Reposição hormonal ainda gera dúvidas e especialistas alertam para mitos sobre o tratamento

A terapia de reposição hormonal continua cercada por dúvidas e receios entre muitas mulheres, principalmente durante a menopausa e o climatério. Sintomas como ondas de calor, alterações no sono, irritabilidade, ressecamento íntimo e queda na qualidade de vida costumam levar pacientes a procurar acompanhamento médico, mas ainda existem mitos que geram insegurança em relação ao tratamento.
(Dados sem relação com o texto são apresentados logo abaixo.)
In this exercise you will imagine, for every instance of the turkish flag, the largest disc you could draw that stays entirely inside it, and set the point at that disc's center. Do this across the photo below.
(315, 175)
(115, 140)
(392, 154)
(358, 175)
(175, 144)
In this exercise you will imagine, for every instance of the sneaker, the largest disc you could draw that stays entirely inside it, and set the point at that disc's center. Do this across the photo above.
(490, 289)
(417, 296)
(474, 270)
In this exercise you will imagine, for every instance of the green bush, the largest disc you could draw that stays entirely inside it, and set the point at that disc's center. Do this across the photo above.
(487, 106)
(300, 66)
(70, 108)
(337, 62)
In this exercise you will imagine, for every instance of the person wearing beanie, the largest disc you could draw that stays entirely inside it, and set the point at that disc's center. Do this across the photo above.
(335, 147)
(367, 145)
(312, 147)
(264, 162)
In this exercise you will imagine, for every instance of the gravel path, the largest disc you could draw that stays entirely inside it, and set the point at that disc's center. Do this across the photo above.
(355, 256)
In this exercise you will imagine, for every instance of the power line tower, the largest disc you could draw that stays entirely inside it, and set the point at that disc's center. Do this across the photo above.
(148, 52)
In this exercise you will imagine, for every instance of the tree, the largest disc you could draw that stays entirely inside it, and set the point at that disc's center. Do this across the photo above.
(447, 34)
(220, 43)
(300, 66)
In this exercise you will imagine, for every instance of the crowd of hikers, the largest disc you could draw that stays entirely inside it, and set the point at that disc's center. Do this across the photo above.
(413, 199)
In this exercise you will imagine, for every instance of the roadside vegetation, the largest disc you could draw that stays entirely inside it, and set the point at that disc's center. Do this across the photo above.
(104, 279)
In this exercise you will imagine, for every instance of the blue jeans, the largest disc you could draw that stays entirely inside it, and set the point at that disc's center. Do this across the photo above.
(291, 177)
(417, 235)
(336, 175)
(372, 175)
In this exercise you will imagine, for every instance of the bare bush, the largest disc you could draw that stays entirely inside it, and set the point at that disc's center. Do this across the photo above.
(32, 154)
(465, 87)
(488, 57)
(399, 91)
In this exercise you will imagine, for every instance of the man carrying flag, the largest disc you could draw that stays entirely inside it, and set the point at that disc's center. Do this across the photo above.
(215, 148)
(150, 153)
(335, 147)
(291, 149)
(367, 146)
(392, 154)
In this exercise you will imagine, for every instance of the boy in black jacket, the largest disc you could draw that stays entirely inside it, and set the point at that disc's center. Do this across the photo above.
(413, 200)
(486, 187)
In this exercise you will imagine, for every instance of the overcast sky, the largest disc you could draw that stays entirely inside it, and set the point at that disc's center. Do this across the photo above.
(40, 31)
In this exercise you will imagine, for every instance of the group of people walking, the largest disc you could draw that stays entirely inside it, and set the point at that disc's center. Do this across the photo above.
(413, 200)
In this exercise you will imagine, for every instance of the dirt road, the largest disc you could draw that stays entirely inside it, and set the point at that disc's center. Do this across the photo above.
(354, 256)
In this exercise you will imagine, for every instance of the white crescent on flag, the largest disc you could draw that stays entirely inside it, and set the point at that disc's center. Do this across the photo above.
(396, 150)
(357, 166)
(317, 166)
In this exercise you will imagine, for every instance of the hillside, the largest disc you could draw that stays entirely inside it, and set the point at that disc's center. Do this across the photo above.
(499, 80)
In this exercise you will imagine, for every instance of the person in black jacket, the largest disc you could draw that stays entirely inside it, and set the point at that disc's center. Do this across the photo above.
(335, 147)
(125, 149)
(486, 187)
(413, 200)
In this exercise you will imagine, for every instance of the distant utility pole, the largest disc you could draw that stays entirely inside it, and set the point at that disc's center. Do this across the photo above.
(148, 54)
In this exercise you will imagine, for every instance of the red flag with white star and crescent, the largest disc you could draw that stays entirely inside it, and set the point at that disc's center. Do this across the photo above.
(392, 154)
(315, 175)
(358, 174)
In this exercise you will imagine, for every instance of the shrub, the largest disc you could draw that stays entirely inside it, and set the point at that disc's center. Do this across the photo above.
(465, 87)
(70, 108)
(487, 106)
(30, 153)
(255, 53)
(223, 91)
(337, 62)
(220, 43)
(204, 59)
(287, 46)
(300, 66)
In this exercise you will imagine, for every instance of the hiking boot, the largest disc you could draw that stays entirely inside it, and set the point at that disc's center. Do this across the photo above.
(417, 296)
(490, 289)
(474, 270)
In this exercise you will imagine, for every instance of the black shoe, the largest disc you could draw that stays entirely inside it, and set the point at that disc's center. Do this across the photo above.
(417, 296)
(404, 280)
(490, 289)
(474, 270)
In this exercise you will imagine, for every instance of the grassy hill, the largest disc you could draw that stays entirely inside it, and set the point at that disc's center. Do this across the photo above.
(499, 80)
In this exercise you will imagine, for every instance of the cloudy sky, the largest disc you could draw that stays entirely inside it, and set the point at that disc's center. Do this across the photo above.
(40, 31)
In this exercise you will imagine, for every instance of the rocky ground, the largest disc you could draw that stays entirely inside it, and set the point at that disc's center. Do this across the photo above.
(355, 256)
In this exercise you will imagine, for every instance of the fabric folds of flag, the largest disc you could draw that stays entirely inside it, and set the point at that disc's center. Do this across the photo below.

Especialistas explicam que boa parte dessas preocupações está ligada a interpretações antigas sobre pesquisas realizadas há décadas, que hoje já foram revisadas pela medicina moderna.

De acordo com profissionais da área, atualmente a terapia hormonal é considerada segura para muitas pacientes quando existe indicação adequada, avaliação individualizada e acompanhamento médico contínuo.

Entre os principais mitos associados ao tratamento está a ideia de que a reposição hormonal inevitavelmente aumenta o risco de câncer. Médicos destacam que o assunto passou por atualizações importantes nos últimos anos e que os riscos variam conforme fatores como idade, histórico familiar, condições clínicas e o tipo de hormônio utilizado.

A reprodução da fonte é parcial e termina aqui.